Hijos de María, quisierais ser verdaderamente virtuosos; pero siempre sentís
en vuestro interior ese fondo de amor propio que envenena vuestras buenas
obras; invocad a Nuestra Señora del Perpetuo Socorro, y en breve, vuestro
espíritu, como el suyo, no buscará ya sino el beneplácito y gloria de Dios. –
¿Eres el blanco de continuas contradicciones? ¿La paciencia te falta? Invoca a
menudo a Nuestra Señora del Perpetuo Socorro, y serás manso y humilde
corazón-Tu anhelo es vivir desprendido de todo apego desordenado a la
criatura y siempre ese miserable corazón se complace en las vanidades del
mundo; invoca a Nuestra Señora del Perpetuo Socorro, y comprenderás la
vanidad de todo lo criado.-El blanco lirio de la castidad te tiene enamorado,
quisieras conservarlo inmaculado, o volver a adquirirlo, si por desgracia lo has
perdido; invoca a Nuestra Señora del Perpetuo Socorro y pronto cantará de ti
El que se apacienta entre azucenas: Como lirio entra espinas, así es mi amada
entre las vírgenes.” – La Fe, la Esperanza, la Caridad, reinas de las virtudes,
quieren fijar su trono en tu corazón. ¿Quién te concederá ese favor sino la
Virgen que en su frente lleva la estrella de la fe y la cruz que es toda nuestra
esperanza, y en sus brazos el amor mismo, al divino Jesús? ¿La herida de una
injuria recibida no quiere cerrarse en tu corazón? Invoca a Nuestra Señora del
Perpetuo Socorro, y lograrás hacer bien a los que te tienen ofendido. Por fin,
tú estás en la flor de tu edad, la elección de estado te tiene preocupado, sabes
que quien no está en su vocación, por más que corra, corre desviado. ¡Oh!
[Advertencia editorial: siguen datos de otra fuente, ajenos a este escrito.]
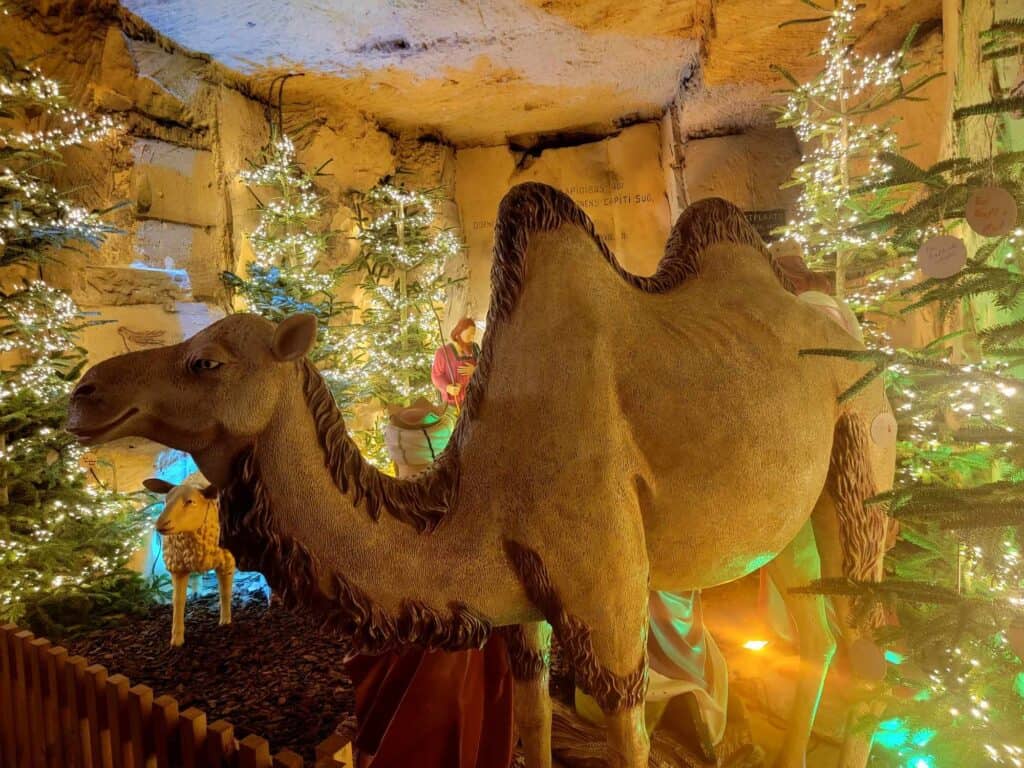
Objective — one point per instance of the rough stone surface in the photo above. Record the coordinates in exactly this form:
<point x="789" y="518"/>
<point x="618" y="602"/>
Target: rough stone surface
<point x="747" y="169"/>
<point x="517" y="70"/>
<point x="91" y="285"/>
<point x="474" y="73"/>
<point x="174" y="183"/>
<point x="354" y="154"/>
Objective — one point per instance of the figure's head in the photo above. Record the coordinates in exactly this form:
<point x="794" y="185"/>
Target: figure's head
<point x="464" y="331"/>
<point x="219" y="388"/>
<point x="186" y="508"/>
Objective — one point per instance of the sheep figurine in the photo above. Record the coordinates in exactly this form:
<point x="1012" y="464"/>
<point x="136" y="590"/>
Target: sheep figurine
<point x="189" y="525"/>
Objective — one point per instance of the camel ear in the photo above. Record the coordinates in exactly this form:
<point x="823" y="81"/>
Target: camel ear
<point x="157" y="485"/>
<point x="294" y="337"/>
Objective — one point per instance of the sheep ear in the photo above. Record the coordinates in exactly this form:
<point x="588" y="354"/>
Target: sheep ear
<point x="157" y="485"/>
<point x="294" y="337"/>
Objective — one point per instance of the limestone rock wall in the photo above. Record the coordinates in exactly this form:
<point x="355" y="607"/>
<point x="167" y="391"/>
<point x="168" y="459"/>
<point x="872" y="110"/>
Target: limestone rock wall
<point x="187" y="131"/>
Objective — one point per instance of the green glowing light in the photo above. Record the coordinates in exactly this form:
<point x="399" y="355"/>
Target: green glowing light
<point x="922" y="737"/>
<point x="758" y="561"/>
<point x="892" y="733"/>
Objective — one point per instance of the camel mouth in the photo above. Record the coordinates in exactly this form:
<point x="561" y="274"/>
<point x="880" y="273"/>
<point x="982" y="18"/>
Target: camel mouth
<point x="89" y="435"/>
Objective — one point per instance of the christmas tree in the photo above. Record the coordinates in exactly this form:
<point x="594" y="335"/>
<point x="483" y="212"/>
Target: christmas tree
<point x="955" y="578"/>
<point x="844" y="164"/>
<point x="401" y="261"/>
<point x="61" y="536"/>
<point x="290" y="272"/>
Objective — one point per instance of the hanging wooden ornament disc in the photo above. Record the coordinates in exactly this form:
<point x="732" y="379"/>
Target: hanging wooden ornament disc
<point x="1015" y="635"/>
<point x="884" y="429"/>
<point x="991" y="211"/>
<point x="866" y="659"/>
<point x="942" y="256"/>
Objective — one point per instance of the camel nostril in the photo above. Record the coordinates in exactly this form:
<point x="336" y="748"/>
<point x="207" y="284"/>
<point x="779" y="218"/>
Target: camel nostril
<point x="83" y="390"/>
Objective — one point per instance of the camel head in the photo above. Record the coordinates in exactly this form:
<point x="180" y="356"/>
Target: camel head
<point x="212" y="393"/>
<point x="186" y="508"/>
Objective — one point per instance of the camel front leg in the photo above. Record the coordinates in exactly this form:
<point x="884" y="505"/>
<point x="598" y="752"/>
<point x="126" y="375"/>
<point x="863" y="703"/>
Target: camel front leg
<point x="225" y="580"/>
<point x="528" y="648"/>
<point x="798" y="565"/>
<point x="180" y="585"/>
<point x="602" y="632"/>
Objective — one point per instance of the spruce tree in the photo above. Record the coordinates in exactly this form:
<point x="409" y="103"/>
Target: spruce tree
<point x="955" y="578"/>
<point x="61" y="534"/>
<point x="401" y="262"/>
<point x="291" y="271"/>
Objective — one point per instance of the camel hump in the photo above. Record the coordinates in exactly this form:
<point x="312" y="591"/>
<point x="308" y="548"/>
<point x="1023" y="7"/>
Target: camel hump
<point x="534" y="207"/>
<point x="708" y="222"/>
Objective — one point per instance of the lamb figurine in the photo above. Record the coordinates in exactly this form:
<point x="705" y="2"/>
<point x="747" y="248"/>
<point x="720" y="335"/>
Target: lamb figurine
<point x="190" y="528"/>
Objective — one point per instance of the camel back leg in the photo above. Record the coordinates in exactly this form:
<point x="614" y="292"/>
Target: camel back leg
<point x="602" y="634"/>
<point x="797" y="565"/>
<point x="859" y="529"/>
<point x="529" y="647"/>
<point x="851" y="541"/>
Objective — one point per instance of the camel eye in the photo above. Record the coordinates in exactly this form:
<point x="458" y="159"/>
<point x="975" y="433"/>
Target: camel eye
<point x="204" y="365"/>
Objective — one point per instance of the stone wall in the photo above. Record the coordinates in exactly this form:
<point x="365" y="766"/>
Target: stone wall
<point x="188" y="130"/>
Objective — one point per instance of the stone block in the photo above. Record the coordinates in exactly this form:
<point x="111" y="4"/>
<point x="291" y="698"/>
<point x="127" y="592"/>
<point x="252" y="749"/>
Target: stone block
<point x="125" y="463"/>
<point x="195" y="251"/>
<point x="174" y="183"/>
<point x="92" y="286"/>
<point x="359" y="155"/>
<point x="747" y="169"/>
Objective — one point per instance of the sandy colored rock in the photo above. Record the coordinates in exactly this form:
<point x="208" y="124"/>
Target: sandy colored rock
<point x="356" y="155"/>
<point x="174" y="183"/>
<point x="472" y="73"/>
<point x="93" y="286"/>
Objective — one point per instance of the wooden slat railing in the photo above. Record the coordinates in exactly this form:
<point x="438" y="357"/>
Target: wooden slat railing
<point x="58" y="712"/>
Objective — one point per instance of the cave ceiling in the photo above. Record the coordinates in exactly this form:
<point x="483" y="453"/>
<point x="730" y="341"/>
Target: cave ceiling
<point x="486" y="72"/>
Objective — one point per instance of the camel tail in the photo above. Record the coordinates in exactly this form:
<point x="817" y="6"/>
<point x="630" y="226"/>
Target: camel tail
<point x="861" y="527"/>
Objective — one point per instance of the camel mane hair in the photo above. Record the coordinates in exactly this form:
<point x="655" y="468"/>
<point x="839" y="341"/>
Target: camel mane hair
<point x="423" y="501"/>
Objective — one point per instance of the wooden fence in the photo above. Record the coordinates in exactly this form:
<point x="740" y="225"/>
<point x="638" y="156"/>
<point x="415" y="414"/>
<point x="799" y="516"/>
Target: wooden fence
<point x="57" y="711"/>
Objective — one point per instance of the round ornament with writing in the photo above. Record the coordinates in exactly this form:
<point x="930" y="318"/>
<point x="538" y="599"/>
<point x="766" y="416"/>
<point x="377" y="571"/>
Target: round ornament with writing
<point x="991" y="211"/>
<point x="884" y="429"/>
<point x="1015" y="636"/>
<point x="942" y="256"/>
<point x="866" y="659"/>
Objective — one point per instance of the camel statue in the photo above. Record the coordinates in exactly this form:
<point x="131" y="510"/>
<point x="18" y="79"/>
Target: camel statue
<point x="622" y="433"/>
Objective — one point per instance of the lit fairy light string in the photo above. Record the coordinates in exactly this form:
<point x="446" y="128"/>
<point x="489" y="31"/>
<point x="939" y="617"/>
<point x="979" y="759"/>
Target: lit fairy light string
<point x="60" y="530"/>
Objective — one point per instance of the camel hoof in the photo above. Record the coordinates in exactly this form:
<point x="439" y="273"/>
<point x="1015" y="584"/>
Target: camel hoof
<point x="783" y="761"/>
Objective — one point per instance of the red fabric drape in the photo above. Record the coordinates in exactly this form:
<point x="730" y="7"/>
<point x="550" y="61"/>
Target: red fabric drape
<point x="433" y="709"/>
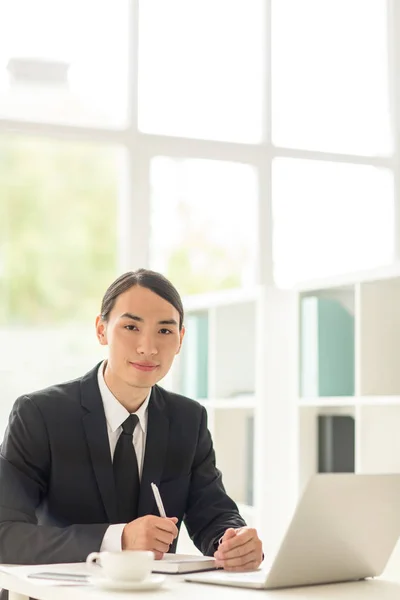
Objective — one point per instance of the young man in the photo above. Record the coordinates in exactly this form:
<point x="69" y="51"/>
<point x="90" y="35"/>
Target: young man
<point x="78" y="458"/>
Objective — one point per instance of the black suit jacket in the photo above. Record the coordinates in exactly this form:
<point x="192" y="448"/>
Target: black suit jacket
<point x="57" y="495"/>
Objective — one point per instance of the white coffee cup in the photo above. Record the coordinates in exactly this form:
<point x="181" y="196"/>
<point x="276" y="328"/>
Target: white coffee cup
<point x="126" y="565"/>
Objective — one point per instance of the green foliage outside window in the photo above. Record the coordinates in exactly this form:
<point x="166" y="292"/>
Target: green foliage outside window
<point x="58" y="234"/>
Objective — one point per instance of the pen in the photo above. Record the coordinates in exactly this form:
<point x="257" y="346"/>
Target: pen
<point x="158" y="500"/>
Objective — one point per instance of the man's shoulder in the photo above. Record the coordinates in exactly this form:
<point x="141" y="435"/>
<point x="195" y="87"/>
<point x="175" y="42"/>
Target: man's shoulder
<point x="178" y="401"/>
<point x="58" y="394"/>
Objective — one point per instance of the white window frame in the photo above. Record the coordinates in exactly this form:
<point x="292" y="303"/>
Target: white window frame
<point x="141" y="148"/>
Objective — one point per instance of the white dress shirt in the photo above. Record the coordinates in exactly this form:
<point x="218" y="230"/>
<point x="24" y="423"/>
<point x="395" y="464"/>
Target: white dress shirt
<point x="116" y="414"/>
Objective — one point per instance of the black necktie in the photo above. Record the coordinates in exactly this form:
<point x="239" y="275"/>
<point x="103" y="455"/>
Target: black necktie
<point x="126" y="473"/>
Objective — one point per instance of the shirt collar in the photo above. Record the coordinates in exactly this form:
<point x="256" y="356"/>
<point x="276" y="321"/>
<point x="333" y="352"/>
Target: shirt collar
<point x="115" y="413"/>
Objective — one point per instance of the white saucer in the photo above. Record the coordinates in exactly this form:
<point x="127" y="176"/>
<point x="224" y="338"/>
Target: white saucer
<point x="151" y="583"/>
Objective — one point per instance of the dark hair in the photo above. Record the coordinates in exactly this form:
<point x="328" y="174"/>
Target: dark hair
<point x="151" y="280"/>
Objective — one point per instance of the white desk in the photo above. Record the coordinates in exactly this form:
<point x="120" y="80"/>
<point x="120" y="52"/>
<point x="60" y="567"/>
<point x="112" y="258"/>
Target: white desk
<point x="177" y="589"/>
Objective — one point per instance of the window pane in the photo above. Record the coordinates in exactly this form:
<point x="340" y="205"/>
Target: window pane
<point x="58" y="215"/>
<point x="201" y="68"/>
<point x="203" y="223"/>
<point x="64" y="61"/>
<point x="329" y="75"/>
<point x="330" y="218"/>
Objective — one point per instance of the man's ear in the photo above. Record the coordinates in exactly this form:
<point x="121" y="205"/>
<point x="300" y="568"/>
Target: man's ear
<point x="181" y="336"/>
<point x="101" y="330"/>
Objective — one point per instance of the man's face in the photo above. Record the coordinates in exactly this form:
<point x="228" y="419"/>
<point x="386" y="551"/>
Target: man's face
<point x="143" y="337"/>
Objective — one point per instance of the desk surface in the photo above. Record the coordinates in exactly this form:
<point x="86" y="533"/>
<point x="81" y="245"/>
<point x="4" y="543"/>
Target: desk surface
<point x="177" y="589"/>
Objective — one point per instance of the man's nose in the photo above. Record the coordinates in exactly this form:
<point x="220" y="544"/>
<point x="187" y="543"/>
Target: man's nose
<point x="146" y="345"/>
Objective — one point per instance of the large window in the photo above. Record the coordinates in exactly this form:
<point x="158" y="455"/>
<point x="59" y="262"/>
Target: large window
<point x="201" y="237"/>
<point x="167" y="133"/>
<point x="64" y="61"/>
<point x="58" y="254"/>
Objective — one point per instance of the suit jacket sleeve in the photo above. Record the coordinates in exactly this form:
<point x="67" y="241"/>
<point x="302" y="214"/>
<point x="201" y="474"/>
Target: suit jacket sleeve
<point x="25" y="465"/>
<point x="210" y="511"/>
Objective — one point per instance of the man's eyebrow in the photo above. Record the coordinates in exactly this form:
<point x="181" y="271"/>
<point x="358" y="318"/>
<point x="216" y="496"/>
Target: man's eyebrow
<point x="168" y="322"/>
<point x="141" y="320"/>
<point x="131" y="316"/>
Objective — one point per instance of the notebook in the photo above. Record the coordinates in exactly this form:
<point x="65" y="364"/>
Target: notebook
<point x="183" y="563"/>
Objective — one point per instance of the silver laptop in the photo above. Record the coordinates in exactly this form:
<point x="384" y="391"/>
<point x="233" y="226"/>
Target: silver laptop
<point x="344" y="528"/>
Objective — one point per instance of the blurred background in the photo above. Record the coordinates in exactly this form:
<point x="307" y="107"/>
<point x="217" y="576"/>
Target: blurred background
<point x="233" y="145"/>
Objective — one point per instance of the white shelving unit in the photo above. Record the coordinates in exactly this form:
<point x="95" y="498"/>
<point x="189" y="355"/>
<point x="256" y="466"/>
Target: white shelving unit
<point x="254" y="365"/>
<point x="290" y="421"/>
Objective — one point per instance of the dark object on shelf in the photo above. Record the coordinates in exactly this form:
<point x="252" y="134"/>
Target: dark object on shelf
<point x="335" y="444"/>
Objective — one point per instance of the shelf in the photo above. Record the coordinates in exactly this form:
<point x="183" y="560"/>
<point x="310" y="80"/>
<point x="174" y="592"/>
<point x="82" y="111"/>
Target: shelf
<point x="323" y="402"/>
<point x="246" y="510"/>
<point x="378" y="401"/>
<point x="351" y="278"/>
<point x="241" y="402"/>
<point x="326" y="401"/>
<point x="222" y="298"/>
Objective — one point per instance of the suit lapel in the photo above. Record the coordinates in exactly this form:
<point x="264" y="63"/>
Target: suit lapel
<point x="156" y="448"/>
<point x="95" y="426"/>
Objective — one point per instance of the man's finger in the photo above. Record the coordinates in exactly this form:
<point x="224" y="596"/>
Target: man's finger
<point x="238" y="561"/>
<point x="241" y="537"/>
<point x="236" y="551"/>
<point x="252" y="565"/>
<point x="167" y="525"/>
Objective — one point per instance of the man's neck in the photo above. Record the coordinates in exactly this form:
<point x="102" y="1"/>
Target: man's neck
<point x="130" y="397"/>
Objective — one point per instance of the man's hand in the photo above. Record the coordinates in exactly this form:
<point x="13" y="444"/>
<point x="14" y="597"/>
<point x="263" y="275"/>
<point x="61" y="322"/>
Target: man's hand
<point x="239" y="550"/>
<point x="150" y="533"/>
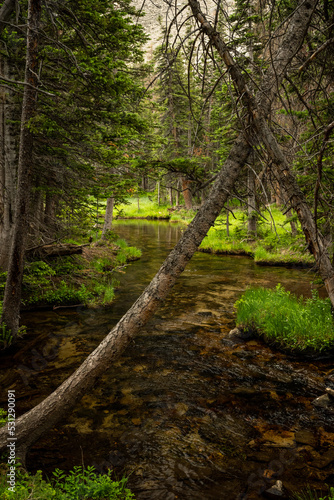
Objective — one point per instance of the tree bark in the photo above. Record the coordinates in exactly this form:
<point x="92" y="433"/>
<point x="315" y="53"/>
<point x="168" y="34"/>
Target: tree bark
<point x="12" y="298"/>
<point x="108" y="218"/>
<point x="37" y="421"/>
<point x="315" y="240"/>
<point x="5" y="12"/>
<point x="251" y="203"/>
<point x="9" y="137"/>
<point x="187" y="193"/>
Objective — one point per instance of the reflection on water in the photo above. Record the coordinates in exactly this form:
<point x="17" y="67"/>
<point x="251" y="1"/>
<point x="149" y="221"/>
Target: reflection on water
<point x="187" y="411"/>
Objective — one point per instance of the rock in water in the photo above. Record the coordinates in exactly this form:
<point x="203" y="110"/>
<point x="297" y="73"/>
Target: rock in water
<point x="276" y="491"/>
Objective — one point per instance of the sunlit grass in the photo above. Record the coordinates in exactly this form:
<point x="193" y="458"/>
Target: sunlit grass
<point x="281" y="317"/>
<point x="147" y="208"/>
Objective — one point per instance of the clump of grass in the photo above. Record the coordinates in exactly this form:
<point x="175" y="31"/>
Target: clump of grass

Cuán grandes son los aprietos del angustiado corazón! Invoca a Nuestra
Señora del Perpetuo Socorro, Ella te dará luz y fortaleza para que puedas
conocer y seguir tu vocación. A cuántas personas inciertas acerca de la
elección de estado ha ayudado Ella, iluminándolas a más sobre las vanidades
del siglo, e inflamándolas en el amor a su Dios, al punto de abandonarlo todo
y consagrarse al Señor por medio de los votos sagrados de religión. Y
últimamente, tú que has escogido ya tu vocación y quieres obrar tu
santificación en el siglo, hazte devoto de Nuestra Señora del Perpetuo Socorro
y lo alcanzarás.
¡Oh! Con cuánta velocidad adelantan en el camino de la perfección aquellos
que se consagran al culto de Nuestra Señora. Esa preciosa devoción parece
que les da alas para volar hasta la cumbre de la santidad, y sino, díganlo los
sacerdotes que la han inculcado a sus penitentes. ¡Ah! Sólo en el cielo se
conocerá cuántas almas han llegado a la perfección, por este medio tan fácil.
Dedicados, pues, almas piadosas, desde ahora, al servicio de esa bondadosa
Madre, y seréis un día su corona en la gloria.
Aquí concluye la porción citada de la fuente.